Cá neste rincão rococó, cá nestas plagas barrocas, encontrei noutro dia, em feliz e curiosa coincidência, todos juntos numa mesma praça, um pregador religioso, um sindicalista e um marreteiro.
Bradava o pregador a falência da vida temporal, conclamando os passantes a vicissitude da abundância no reino dos céus; bramia o sindicalista a falência do capitalismo, iniciando os transeuntes à fartura na próxima, nova e igualitária sociedade; proclamava o marreteiro a falência da velha e esfolada faca de cozinha, anunciando à multidão as inigualáveis vantagens de um revolucionário picador de legumes.
No mesmo exaltado tom, rivalizavam os três oradores-profetas de uma nova era, cada um deles querendo ocupar sempre mais espaço entre os fiéis, os proletários e os consumidores. E o povaréu ouvindo:
- “...à César o que é de César... vade retro satanás!!!”
- “... abaixo a burguesia... morte aos gringos imperialistas!!!”
- “... nada de faca, dona Xica... pica, pica, pica tudo... até língua de sogra!!!”
Não é que alguém não entendeu nada, misturou os discursos, e murmurou:
- “... compro a danada da maquininha, pico os tais gringos e me livro do demônio... E vou pro céu...!”
Um outro gajo, enfiado na multidão, acrescentou:
- “... desse jeito, a classe operária vai ao paraíso! “Em seguida, duvidou:
- “... mas isso não é nome de filme?! Fellini, Bergman, Goddard, coisa parecida?! Vai ver é chanchada da Atlântida, da Vera Cruz, ou um filme pornô...”
Insistentes, os suplicantes rogavam atenção de todos, e exibiam a bazófia, tudo em meio ao alarido típico das turbas suburbanas.
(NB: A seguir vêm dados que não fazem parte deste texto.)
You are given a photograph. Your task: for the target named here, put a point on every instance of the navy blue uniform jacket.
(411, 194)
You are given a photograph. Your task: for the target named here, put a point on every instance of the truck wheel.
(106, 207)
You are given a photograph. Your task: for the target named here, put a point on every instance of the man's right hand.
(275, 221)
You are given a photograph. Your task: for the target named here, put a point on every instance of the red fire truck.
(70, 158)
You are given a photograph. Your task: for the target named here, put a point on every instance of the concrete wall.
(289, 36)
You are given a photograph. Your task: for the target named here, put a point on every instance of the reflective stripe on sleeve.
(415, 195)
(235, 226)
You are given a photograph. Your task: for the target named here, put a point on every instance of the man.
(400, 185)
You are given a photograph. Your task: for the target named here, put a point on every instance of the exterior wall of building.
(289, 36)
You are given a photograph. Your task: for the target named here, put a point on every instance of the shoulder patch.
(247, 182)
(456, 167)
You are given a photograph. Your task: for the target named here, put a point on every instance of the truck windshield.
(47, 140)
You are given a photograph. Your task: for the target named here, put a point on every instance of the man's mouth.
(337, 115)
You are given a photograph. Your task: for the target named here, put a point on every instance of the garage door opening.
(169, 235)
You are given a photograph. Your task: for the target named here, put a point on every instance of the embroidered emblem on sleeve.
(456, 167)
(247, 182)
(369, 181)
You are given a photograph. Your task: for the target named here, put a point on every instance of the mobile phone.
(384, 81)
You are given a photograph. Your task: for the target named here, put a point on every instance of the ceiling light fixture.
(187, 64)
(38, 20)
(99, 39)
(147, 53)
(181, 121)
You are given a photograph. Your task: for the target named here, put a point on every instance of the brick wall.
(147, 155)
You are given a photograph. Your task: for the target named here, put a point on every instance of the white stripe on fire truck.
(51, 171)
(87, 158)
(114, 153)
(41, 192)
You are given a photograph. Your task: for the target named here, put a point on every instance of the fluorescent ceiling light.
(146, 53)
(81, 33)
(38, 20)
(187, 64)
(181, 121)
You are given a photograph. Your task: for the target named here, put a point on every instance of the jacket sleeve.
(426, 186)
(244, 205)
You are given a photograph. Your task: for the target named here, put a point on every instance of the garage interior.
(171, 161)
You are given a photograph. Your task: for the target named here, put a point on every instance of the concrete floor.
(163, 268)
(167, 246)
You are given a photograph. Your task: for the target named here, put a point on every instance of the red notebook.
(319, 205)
E clamavam... Clamavam em nome de Deus, em nome da liberdade, em nome da facilidade.
Quão úteis todos eles, eu pensei. Como é bom viver plena democracia, concordei. Que felicidade tropicana, exclamei. Tenho assim assegurado o meu inalienável direito de ir e vir, ainda que seja da terra para o céu (ou seria o contrário?); não mais serei um escravo da miséria, pois que já é chegada a hora da minha tão sonhada emancipação econômica, na final derrocada da opulência alheia; que bom poder ser consumidor em potencial de bugigangas utilitárias!
Nem Fellini, nem Bergman, nem Goddard... eu quero é Mazzaropi! Sou anarquista italiano tropical, e salada é meu favorito hino nacional. Progredi sempre na desordem, sob a luz néon das estrelas do Cruzeiro do Sul; estive no sertão de Canudos, lutando ao lado do monarquista Conselheiro, e sobrevivi; fui o último cangaceiro a procurar, de lampião na mão, um homem honesto no sol do agreste; proclamei a República Juliana no outubro bolchevique, perseguido e foragido com Anita e Garibaldi.
Eu quero ir pro céu! Eu quero ser socialista! Eu quero comprar!!!
Acima de tudo, eu quero ter o imenso prazer de ser um outro artista a discursar intermináveis blás-blás blás nos ouvidos moucos de tantos quantos crêem. E Tomé nem precisa ver, porque nem santo precisa ser; pode ser (é preferível ser) apenas de Sousa, primeiro e último governador-geral do meu Brasil particular. Assim, eu vou ser um Caramuru-sancho-pança, colonizando as formidáveis metrópoles de urbanizadas favelas, espraiadas no Atlântico, guarnecidas nas serras do Tordesilhas.
Eu também serei missionário: vou picar inhame e aipim, picar cana cubana na goela dos loucos de todos os gêneros.
Eu ainda fundarei um sindicato e clamarei justiça social e máquina de lavar roupa para todos!
Comprarei um canal de televisão, e venderei o paraíso em trinta e seis suaves prestações, sem intervalos comerciais para não prejudicar a quimera dos meus parabólicos e incondicionáveis fãs.